Women’s March: Making a Mistake Does Not Make You a Bad Person
Feature Image: REUTERS/Shannon Stapleton
I love unity and optimism and joy. I love it that the women’s march was such a large, worldwide event that touched the imaginations of so many different kinds of folks. I loved it all. I loved the cute pussy hats, I loved the biting signage as much as I loved the hopeful ones. People showed up. People supported. People were united. For those of us that attended and experienced the high of engaged community, nothing can take away the beautiful memory of that day. We can draw on its strength moving forward, and know that we are not alone.
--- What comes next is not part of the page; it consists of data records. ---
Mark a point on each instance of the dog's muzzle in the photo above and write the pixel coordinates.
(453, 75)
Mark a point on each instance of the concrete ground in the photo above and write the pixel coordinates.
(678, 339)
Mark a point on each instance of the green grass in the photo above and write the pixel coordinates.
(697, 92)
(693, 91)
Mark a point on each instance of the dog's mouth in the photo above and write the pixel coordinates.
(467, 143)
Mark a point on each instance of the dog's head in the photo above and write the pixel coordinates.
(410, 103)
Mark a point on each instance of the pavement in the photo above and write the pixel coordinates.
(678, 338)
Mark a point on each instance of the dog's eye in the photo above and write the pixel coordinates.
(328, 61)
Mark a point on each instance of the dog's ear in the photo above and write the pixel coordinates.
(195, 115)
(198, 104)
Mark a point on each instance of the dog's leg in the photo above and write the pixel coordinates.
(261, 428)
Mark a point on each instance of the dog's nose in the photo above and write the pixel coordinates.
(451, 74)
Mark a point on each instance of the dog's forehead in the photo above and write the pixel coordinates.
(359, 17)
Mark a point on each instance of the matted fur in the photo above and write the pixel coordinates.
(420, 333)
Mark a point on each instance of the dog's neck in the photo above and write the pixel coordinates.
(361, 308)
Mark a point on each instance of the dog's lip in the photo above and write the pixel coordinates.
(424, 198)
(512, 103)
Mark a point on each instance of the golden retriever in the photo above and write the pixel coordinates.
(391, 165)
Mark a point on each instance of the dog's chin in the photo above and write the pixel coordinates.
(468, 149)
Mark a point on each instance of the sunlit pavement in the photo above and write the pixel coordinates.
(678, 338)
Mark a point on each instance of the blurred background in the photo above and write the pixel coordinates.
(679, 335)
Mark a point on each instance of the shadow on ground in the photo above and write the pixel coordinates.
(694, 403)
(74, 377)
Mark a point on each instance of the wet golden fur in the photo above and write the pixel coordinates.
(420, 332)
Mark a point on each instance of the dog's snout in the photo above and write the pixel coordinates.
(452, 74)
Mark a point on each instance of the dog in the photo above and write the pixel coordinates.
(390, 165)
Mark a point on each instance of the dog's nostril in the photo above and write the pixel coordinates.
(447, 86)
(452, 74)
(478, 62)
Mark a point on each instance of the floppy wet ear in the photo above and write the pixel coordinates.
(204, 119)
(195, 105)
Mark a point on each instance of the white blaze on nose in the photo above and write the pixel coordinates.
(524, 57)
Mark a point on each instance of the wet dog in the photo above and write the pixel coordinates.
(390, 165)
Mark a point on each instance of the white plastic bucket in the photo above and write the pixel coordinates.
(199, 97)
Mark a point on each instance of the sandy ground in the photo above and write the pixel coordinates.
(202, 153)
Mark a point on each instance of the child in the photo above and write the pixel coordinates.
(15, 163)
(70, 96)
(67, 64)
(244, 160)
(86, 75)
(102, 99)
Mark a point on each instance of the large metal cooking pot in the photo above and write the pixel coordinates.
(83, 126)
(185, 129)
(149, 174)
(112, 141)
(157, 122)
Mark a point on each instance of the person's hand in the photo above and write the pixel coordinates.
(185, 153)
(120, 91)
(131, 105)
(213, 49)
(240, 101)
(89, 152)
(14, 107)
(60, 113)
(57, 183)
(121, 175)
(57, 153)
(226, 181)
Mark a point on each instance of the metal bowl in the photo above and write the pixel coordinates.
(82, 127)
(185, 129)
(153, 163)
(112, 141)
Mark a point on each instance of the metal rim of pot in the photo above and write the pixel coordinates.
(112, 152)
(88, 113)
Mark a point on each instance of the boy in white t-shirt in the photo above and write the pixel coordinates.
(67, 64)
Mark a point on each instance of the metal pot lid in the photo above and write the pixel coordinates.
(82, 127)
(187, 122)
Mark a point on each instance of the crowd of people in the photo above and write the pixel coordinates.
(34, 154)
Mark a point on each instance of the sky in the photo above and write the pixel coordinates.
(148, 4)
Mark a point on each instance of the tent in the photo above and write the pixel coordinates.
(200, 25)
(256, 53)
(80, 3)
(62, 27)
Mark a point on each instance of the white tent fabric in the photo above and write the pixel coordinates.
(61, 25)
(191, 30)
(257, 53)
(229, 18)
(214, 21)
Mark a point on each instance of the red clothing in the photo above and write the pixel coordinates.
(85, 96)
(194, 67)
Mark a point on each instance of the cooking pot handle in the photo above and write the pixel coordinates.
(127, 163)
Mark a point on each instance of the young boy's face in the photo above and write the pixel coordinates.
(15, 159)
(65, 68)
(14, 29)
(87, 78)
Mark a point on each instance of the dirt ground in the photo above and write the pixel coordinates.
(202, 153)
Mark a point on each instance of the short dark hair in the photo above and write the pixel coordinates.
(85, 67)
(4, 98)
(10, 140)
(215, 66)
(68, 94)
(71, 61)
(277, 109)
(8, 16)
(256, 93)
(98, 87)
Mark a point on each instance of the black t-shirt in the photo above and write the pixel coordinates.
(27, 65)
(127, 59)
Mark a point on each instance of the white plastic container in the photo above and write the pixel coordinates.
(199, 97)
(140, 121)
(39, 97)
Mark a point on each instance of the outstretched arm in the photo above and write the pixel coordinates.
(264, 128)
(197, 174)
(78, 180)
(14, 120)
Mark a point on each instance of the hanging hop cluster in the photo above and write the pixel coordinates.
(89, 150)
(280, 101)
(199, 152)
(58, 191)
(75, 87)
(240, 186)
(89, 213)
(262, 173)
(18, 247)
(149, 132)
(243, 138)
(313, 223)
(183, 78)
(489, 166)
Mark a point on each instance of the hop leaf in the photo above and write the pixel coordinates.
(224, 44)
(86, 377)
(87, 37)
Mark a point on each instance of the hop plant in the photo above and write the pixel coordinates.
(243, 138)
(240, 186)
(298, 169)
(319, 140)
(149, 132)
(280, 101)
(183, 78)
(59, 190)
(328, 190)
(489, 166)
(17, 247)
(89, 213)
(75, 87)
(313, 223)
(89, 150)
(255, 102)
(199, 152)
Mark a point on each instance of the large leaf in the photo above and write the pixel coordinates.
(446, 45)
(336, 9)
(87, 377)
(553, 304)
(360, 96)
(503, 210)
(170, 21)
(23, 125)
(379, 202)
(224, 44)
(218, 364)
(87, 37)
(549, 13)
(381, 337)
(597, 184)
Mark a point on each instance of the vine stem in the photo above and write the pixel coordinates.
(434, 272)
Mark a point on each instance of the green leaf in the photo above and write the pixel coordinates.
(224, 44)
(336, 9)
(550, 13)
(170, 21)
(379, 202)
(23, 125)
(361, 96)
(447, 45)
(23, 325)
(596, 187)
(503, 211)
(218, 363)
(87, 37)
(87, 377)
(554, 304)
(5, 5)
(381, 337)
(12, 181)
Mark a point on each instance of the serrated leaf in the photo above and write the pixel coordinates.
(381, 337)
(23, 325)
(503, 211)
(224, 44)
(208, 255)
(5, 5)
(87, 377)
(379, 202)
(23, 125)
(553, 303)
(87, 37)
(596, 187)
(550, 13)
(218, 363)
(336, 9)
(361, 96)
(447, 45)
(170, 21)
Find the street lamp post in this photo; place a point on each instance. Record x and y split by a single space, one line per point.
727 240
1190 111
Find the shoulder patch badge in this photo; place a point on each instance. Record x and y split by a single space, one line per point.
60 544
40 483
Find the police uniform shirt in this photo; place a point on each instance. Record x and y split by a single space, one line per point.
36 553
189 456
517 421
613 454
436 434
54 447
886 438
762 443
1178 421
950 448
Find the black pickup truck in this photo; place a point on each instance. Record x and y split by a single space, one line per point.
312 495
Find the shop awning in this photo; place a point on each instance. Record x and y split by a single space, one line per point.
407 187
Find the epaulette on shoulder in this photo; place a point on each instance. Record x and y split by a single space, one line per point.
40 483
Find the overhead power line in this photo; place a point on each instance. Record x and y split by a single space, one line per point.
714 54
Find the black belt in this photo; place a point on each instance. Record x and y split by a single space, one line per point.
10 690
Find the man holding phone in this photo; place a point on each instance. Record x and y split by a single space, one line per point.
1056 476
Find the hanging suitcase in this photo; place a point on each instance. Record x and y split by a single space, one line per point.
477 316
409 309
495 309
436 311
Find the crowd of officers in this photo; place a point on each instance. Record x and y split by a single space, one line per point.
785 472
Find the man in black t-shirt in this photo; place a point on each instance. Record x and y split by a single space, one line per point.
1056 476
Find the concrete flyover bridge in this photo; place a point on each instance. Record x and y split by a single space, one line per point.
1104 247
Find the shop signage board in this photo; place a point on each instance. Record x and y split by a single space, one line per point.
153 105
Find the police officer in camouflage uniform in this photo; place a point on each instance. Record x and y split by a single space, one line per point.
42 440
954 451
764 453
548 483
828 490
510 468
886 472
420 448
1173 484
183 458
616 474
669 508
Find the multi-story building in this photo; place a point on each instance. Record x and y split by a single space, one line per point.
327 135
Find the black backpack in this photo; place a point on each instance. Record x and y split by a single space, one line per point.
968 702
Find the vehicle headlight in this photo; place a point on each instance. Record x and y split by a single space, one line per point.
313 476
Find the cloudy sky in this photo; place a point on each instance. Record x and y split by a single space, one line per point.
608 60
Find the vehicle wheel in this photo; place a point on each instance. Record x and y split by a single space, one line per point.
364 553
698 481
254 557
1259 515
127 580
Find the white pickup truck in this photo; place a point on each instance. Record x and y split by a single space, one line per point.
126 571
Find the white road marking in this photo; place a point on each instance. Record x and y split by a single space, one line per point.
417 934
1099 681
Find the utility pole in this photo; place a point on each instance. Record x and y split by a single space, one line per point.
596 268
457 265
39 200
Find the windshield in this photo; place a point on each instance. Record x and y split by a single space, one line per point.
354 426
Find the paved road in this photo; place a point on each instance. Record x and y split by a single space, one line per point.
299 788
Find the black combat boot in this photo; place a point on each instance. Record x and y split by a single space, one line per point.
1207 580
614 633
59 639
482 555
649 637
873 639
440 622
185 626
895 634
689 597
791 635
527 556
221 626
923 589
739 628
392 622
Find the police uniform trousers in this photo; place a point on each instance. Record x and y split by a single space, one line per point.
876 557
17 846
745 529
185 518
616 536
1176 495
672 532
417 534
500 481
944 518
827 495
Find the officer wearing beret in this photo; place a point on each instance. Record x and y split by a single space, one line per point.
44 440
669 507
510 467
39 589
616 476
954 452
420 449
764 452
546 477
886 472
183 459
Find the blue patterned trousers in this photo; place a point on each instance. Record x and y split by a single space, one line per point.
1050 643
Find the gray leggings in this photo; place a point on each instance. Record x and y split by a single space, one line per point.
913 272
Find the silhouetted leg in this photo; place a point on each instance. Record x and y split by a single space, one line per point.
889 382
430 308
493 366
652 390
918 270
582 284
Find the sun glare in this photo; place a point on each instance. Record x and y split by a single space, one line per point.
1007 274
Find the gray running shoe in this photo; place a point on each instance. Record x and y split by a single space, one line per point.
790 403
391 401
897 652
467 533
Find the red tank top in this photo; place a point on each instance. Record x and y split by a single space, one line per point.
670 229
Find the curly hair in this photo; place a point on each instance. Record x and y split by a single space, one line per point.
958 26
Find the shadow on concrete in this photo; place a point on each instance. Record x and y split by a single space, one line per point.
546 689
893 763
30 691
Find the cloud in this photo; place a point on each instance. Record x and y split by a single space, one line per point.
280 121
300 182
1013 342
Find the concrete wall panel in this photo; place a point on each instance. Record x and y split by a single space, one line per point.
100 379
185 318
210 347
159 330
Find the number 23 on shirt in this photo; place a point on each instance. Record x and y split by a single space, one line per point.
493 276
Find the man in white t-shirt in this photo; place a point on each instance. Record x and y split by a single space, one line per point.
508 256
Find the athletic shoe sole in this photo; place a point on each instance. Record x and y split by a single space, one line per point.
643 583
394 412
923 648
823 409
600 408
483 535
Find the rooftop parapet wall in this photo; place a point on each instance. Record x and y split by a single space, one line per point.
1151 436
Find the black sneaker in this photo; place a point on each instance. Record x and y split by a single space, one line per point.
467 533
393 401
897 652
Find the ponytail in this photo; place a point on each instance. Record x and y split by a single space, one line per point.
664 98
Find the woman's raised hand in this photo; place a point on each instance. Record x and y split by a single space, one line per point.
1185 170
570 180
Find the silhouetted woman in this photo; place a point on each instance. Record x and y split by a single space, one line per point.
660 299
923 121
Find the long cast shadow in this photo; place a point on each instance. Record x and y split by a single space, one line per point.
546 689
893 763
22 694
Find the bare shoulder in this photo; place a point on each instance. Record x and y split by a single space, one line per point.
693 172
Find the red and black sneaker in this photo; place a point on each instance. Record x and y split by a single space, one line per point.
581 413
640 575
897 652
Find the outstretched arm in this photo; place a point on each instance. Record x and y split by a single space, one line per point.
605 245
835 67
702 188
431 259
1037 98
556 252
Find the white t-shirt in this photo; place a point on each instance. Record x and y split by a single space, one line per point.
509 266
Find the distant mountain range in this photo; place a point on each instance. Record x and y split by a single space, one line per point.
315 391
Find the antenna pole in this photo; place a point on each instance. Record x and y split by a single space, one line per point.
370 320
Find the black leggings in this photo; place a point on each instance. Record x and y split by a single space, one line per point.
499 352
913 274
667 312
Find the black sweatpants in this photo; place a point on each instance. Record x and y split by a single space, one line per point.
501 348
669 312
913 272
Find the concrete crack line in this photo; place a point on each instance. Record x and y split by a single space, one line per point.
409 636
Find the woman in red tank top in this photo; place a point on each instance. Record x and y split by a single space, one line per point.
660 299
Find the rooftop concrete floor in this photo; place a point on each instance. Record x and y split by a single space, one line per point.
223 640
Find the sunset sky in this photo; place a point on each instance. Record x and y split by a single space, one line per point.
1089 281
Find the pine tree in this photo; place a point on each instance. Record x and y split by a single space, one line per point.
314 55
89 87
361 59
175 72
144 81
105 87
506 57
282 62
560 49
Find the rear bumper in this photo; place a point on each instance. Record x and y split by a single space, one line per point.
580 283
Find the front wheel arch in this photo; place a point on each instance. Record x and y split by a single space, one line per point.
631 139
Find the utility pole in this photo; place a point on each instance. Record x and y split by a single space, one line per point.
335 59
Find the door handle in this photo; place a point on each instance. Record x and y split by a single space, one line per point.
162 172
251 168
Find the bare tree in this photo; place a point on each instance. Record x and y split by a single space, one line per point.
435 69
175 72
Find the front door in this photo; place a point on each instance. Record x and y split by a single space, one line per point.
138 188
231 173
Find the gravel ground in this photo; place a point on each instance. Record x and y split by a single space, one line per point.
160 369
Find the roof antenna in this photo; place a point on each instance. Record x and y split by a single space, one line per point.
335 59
there were also people who attended the march, that didn’t feel the same joy, the same unity, the same community. They felt sadness. Alienation. Solitude. Fear. They felt silenced and sometimes even disrespected. Some even felt attacked or violated. I’m not talking about neo-nazis, conservatives, Trump supporters, or the “alt-right”. I’m talking about people that will suffer the most under a fascist government: trans folks, non-binary folks, people of colour, disabled people, sex workers, undocumented people, native people. Many of these folks did not even attend the march at all, because they could not because of physical challenges not addressed by march organizers, danger to their safety, or the emphasis on “pussy” as a symbol for “woman”.
Some of these people have spoken out about the reasons they felt excluded or uncomfortable.
And their voices have not been generally welcomed, on the forums that I have witnessed and participated in.
Susan B. Anthony, white women’s suffragist, had a chance to remain in solidarity with black people in the US. It would have delayed the success of the women’s suffragist movement. Instead, Susan B. Anthony decided to throw black people under the bus, in order to expedite the right of white women to vote. She said, “I will cut off this right arm of mine before I will ever work or demand the ballot for the Negro!”
There are other micro and macro examples of white women, especially, taking rights and privileges at the expense of solidarity with other marginalized groups, throughout the history of the US and Canada. When people talk about “white feminism”, that is what they are talking about. That is why there is so much distrust for white women right now. WE EARNED OUR UNTRUSTWORTHINESS, AS A GROUP. Throughout history, white women as a group have abandoned other marginalized groups for our own benefit. This is why intersectionality is so important moving forward. We, as a group, may be able to forge ahead faster if we don’t have to worry about the rights of “other” groups. It’s easier to get policy changes, public support, funding, and jobs with good salaries, if we don’t challenge status quo and others’ thinking too much. If someone doesn’t believe a trans woman is a woman, and wants to grant only cis women a certain legal right or privilege, will we take that right/privilege, or stand with our trans sisters, delaying the acquisition of rights/privileges until it is gained for ALL women and non-binary folks? This is just one example of intersectional feminism: we don’t believe that women’s rights are truly women’s rights unless they include ALL women.
When white women diminish or dismiss the voices of marginalized people in favour of their own feelings of having done something good, exciting, joyful, and wanting to continue to believe in their own goodness, they are continuing a historical trend of white women prioritizing their feelings, rights, and privileges above other marginalized folks’. All we would need to do to make sure history does not repeat itself in this way is learn the word, “Oops.” If someone points out that we kinda messed up and got overzealous with the pink pussy thing? If someone says they felt hurt or excluded? If someone points out a way in which we could have done better? It might hurt. Sometimes it hurts to realize we’ve hurt someone or done something wrong. But we can learn to say “oops”. We can learn to say “sorry, I’ll try better next time.” That’s really all that’s required. We don’t have to flog ourselves, feel guilty, feel shame, or get defensive. We don’t have to say #notallwhitewomen. We don’t have to apologize for something we didn’t do, or think we are a bad person for making a mistake.